Glossary · Procedure
Affidavit of Merit
A sworn statement by a qualified expert, required at filing or shortly after in many states, attesting that the malpractice claim has reasonable factual and medical merit.
Also known as: certificate of merit, expert affidavit, affidavit of meritorious defense
What it is
An affidavit of merit (sometimes called a certificate of merit) is a sworn statement by a qualified medical expert attesting that the plaintiff's claim has reasonable factual basis and is supported by medical opinion. Many states require an affidavit of merit to be filed with the complaint or within a short period after filing as a procedural prerequisite to maintaining the malpractice action.
What it must contain
Requirements vary by state but typically include: the expert's qualifications, a statement that the expert has reviewed the relevant medical records, an opinion that the standard of care was breached, an opinion that the breach caused the plaintiff's injury, and the expert's signature under oath. Some states require disclosure of the expert's identity in the affidavit; others permit anonymous filing with the identity disclosed only later in discovery.

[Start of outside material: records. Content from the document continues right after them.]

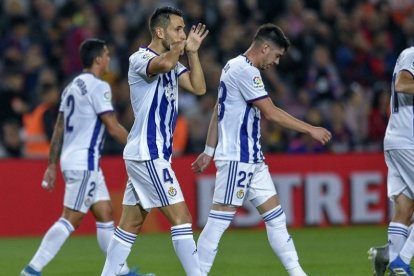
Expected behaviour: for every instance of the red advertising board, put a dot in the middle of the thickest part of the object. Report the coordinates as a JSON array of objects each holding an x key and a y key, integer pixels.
[{"x": 319, "y": 190}]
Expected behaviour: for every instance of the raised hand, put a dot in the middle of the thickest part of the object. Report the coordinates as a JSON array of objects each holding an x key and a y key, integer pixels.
[
  {"x": 201, "y": 163},
  {"x": 49, "y": 178},
  {"x": 195, "y": 37},
  {"x": 321, "y": 134}
]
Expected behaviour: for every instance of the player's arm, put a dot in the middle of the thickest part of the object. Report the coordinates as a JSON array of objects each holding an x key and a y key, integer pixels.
[
  {"x": 49, "y": 177},
  {"x": 404, "y": 82},
  {"x": 279, "y": 116},
  {"x": 166, "y": 61},
  {"x": 114, "y": 128},
  {"x": 204, "y": 159},
  {"x": 193, "y": 81}
]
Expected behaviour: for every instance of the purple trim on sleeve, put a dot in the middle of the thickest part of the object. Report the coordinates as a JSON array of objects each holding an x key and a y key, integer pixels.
[
  {"x": 256, "y": 99},
  {"x": 149, "y": 49},
  {"x": 146, "y": 70},
  {"x": 182, "y": 72},
  {"x": 408, "y": 72},
  {"x": 104, "y": 112}
]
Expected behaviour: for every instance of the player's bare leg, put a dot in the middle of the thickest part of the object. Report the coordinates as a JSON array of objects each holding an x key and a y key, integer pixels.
[
  {"x": 124, "y": 237},
  {"x": 278, "y": 236},
  {"x": 218, "y": 221},
  {"x": 182, "y": 237}
]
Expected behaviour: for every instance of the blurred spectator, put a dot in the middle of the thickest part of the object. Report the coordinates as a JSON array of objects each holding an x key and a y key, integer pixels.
[
  {"x": 378, "y": 116},
  {"x": 340, "y": 50},
  {"x": 38, "y": 124},
  {"x": 10, "y": 139}
]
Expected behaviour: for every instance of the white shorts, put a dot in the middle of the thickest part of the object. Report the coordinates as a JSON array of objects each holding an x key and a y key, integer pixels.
[
  {"x": 151, "y": 184},
  {"x": 400, "y": 173},
  {"x": 237, "y": 181},
  {"x": 83, "y": 189}
]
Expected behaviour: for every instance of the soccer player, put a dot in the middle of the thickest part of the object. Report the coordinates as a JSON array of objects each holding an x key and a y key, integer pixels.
[
  {"x": 234, "y": 141},
  {"x": 85, "y": 112},
  {"x": 399, "y": 157},
  {"x": 154, "y": 76}
]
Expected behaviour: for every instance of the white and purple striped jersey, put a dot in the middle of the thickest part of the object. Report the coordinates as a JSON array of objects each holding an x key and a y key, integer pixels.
[
  {"x": 238, "y": 119},
  {"x": 400, "y": 129},
  {"x": 154, "y": 100},
  {"x": 83, "y": 100}
]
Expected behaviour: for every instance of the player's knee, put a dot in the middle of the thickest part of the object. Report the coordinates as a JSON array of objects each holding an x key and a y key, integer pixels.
[{"x": 181, "y": 219}]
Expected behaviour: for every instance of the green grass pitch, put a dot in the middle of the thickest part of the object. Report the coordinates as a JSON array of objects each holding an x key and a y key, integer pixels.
[{"x": 332, "y": 251}]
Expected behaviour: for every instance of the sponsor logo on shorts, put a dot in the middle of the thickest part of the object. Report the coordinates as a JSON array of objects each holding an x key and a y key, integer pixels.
[
  {"x": 88, "y": 202},
  {"x": 172, "y": 191},
  {"x": 107, "y": 96}
]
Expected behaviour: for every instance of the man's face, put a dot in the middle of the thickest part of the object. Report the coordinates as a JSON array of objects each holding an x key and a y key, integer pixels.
[
  {"x": 271, "y": 56},
  {"x": 174, "y": 31}
]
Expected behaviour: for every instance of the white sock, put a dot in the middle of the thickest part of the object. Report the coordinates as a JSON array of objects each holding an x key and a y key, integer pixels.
[
  {"x": 118, "y": 251},
  {"x": 51, "y": 243},
  {"x": 208, "y": 241},
  {"x": 280, "y": 240},
  {"x": 397, "y": 235},
  {"x": 407, "y": 251},
  {"x": 104, "y": 233},
  {"x": 185, "y": 248}
]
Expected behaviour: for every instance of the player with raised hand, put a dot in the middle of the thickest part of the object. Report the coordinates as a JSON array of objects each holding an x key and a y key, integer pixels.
[{"x": 154, "y": 76}]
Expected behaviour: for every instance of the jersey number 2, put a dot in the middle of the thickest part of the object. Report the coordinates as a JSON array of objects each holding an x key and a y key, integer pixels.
[{"x": 70, "y": 102}]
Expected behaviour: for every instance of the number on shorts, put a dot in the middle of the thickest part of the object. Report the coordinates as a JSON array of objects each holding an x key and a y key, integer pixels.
[
  {"x": 241, "y": 183},
  {"x": 92, "y": 189},
  {"x": 167, "y": 176}
]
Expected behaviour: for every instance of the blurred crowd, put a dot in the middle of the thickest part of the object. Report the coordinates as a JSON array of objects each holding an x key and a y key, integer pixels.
[{"x": 336, "y": 74}]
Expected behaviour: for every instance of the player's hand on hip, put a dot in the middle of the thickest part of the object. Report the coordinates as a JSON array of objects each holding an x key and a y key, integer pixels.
[
  {"x": 49, "y": 178},
  {"x": 201, "y": 163},
  {"x": 321, "y": 134},
  {"x": 195, "y": 37}
]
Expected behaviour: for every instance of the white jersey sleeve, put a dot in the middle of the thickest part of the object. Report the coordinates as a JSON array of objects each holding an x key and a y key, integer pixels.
[
  {"x": 400, "y": 128},
  {"x": 251, "y": 85},
  {"x": 101, "y": 99}
]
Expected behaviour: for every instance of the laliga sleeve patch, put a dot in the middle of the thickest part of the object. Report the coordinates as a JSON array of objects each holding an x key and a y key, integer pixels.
[
  {"x": 257, "y": 82},
  {"x": 147, "y": 56},
  {"x": 107, "y": 96}
]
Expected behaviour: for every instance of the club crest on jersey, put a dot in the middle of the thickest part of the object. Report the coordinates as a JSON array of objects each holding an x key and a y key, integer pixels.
[
  {"x": 88, "y": 202},
  {"x": 107, "y": 96},
  {"x": 172, "y": 191},
  {"x": 257, "y": 82},
  {"x": 169, "y": 92},
  {"x": 147, "y": 56}
]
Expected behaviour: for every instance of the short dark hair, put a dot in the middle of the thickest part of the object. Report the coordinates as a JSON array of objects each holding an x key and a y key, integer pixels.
[
  {"x": 89, "y": 50},
  {"x": 272, "y": 33},
  {"x": 161, "y": 17}
]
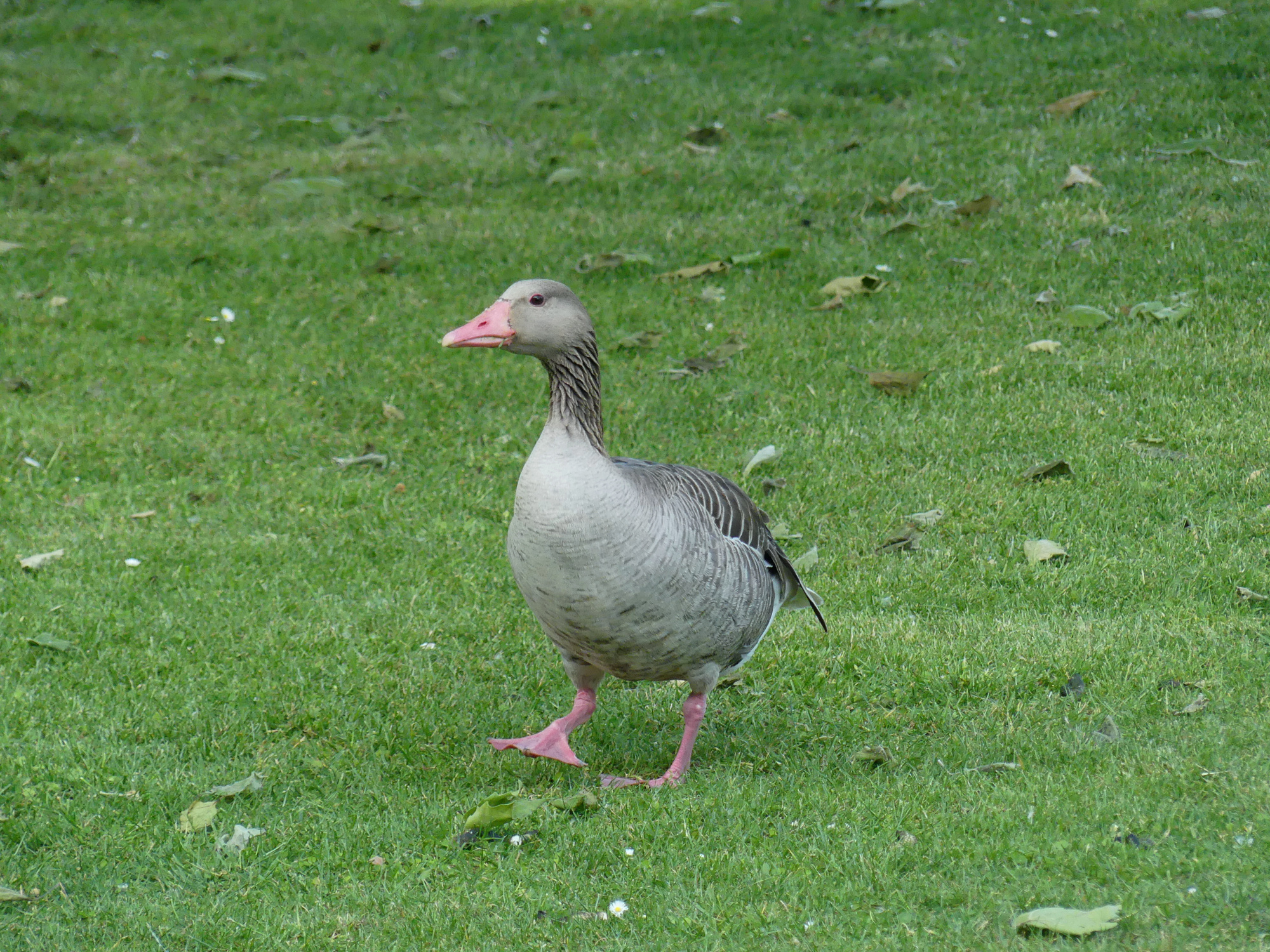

Purpose of the requirement
Affidavit-of-merit statutes are tort-reform measures designed to filter out frivolous malpractice claims at the pleading stage. They impose costs on plaintiff counsel (an expert review must be obtained before filing, typically at the firm's expense) and create a mechanism for early dismissal of claims that lack expert support.
Consequences of failure
Failure to file a required affidavit of merit, or filing one that is technically defective, generally results in dismissal. Some states allow late filing on a showing of good cause; others treat the requirement as jurisdictional. The procedural window is short; missing it is a malpractice exposure for the firm.
In settlement strategy
The affidavit-of-merit requirement shapes plaintiff-side intake economics. Firms must invest in expert review before the case generates revenue, reinforcing the contingency-fee selection bias toward strong claims.
See Also
- Expert Witness — A qualified specialist retained to give opinion testimony on issues requiring specialized knowledge, indispensable in medical malpractice for establishing the standard of care, breach, and causation.
- Contingency Fee — A legal-fee arrangement in which the plaintiff's attorney is paid a percentage of the recovery, contingent on success, and typically advances all litigation costs.
- Statute of Limitations — The legal deadline by which a malpractice plaintiff must file suit, typically measured from the date of the negligent act or the date the injury was or should have been discovered.